The original church on the site was raised in Saxon times; later, there was a 12th century building raised on the site, but by the 15th c it had grown ruinous. It was completely rebuilt in 1452-62 by Ralph Boteler, Lord Sudeley, the local Abbot, two churchwardens and the Town Bailiff. Ralph Boteler’s ancestors were buried in the earlier church’s ruins so he was eager to build a chantry chapel for them, and for the use of his family.
At the time the church was rebuilt, the area in which is stands looked very different to today. It stood in the shadow of a large monastic building–Winchcombe Abbey, which was completely destroyed in the Reformation. Not one stone of the Abbey remains visible today above ground, although several stone coffins from the abbey now lie in the present church and one of the doors bears the initials of the last Abbot.
The church is locally famous for the large numbers of unique grotesques set around the roofline. They are extremely large and humorous and are thought to represent those connection with the 15th c rebuild, including a moustached, widely grinning Ralph Boteler and his wife first Elizabeth (his second wife, Alice Deincourt, it might be noted, was Francis Lovell’s grandmother via her first marriage) The guard the porch, with its centrepiece of a winged angel holding a shield bearing the Boteler coatof arms. Ralph and Elizabeth’s only son Thomas Boteler, the first husband of Eleanor Talbot, is also thought to be reprented on St Peter’s. Thomas, holding an expensive short sword, is on the northern side of the building, gazing rather fiercely out in the direction of the castle. Sir Ralph’s image may appear a second time above the now-vanished vestry at the eastern end of the building; here, he wears a baron’s cap and carries a Sword of State. (Ralph was Henry VI’s standard-bearer.) These carvings are not the most famous of the grotesques, however–that honour goes to the Town Bailiff, who is wearing an extraordinary hate and pullin a face–he is said to be the inspiration for the illustrations of Lewis Carroll’s Mad Hatter! Other figures include men with dogs who may be the churchwardens, a man with a fiddle, a singer, a labourer, and a Master Mason, who may be Robert Janyns, who was the architecht of Merton College in Oxford.

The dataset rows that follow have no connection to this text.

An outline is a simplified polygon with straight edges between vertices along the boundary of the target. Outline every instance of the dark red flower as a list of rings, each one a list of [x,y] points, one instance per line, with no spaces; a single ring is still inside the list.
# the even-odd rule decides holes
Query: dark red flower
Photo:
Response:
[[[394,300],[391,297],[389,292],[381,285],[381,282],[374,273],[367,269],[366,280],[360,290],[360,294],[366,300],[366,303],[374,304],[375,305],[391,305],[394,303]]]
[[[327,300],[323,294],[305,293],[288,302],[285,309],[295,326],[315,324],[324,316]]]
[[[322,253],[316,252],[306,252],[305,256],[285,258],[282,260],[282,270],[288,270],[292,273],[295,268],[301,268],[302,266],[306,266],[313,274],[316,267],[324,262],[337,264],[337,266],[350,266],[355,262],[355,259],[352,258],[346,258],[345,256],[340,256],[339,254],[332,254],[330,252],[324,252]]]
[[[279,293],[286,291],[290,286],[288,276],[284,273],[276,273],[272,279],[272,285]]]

The interior is worth a visit too–the Lady Chapel was once the Chapel of St Nicholas and was the Boteler family chantry. No tombs now remain unfortunately, but on the other side of the church there is a truncated chancel screen which is 15th c. There is also a glass seraphim from arond 1450 in one of the windows, and behind a curtain, the church’s treasure–an altar cloth made of vestment orphrey between 1460-70. The colours still remain vibrant and the images clear even today.